In a previous post I questioned the utility of securing your wireless network. Nonetheless, suppose you do want to secure it. Ars Technica has this great post on the ABCs of securing your wireless network. Check it out if you're at all concerned about the issue. Here's the bottom line:
Generally speaking, any router that supports WPA is "good enough" in terms of its overall security. WEP, as we've previously stated, is an "only if you must" protocol, but it's still a better option than transmitting in the clear.
WEP (Wired Equivalent Privacy) is an older security standard than WPA (Wi-Fi Protected Access). While there are different flavors of WPA available, Ars Technica notes that the differences between them are small compared to the improvement of WPA over WEP. So use WPA (unless you want your Nintendo DS to connect to your network--the DS doesn't support WPA).
Early in the article they debunk various myths that:
...do more harm than good by lulling the end-user into a false sense of security.
These include hiding or changing the SSID (the name of your wireless network), disabling DHCP, or filtering MAC addresses.

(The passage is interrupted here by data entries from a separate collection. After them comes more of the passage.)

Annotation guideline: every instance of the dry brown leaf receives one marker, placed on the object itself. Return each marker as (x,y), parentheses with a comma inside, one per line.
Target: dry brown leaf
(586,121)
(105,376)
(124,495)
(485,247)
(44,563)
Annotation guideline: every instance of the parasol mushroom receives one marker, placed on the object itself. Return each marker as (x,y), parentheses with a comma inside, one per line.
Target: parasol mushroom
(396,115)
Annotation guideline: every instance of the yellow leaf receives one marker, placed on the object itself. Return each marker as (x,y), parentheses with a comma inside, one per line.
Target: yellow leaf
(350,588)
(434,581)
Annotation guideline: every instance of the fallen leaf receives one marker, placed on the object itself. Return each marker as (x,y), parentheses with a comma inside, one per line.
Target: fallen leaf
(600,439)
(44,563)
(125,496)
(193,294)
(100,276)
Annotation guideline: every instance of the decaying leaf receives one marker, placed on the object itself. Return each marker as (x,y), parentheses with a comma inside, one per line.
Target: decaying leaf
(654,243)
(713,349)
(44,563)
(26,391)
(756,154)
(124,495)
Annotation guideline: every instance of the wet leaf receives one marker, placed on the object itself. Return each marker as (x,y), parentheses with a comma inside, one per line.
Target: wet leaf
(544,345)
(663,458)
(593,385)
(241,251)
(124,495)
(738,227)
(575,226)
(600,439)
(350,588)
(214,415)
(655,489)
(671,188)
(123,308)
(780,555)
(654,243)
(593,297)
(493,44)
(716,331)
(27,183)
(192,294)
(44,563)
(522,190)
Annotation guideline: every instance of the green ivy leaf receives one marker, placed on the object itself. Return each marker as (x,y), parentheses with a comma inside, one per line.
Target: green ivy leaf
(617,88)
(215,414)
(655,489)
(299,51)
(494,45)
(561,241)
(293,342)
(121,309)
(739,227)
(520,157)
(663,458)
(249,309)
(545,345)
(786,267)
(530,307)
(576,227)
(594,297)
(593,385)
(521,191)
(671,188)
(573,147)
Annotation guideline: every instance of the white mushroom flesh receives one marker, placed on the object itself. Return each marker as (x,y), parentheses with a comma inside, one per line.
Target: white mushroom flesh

This last method happens to be the one I use currently. From a security perspective:
The problem with filtering by MAC address, however, is that these addresses are easily faked and readily detected by anyone using appropriate monitoring software.
However, it may be appropriate given my earlier post about not really needing security:
...filtering MAC addresses is the only one with even a minimal level of value. MAC address filtering can keep obnoxious and non-tech-savvy neighbors from easily freeloading on your wireless network, but it won't do much else.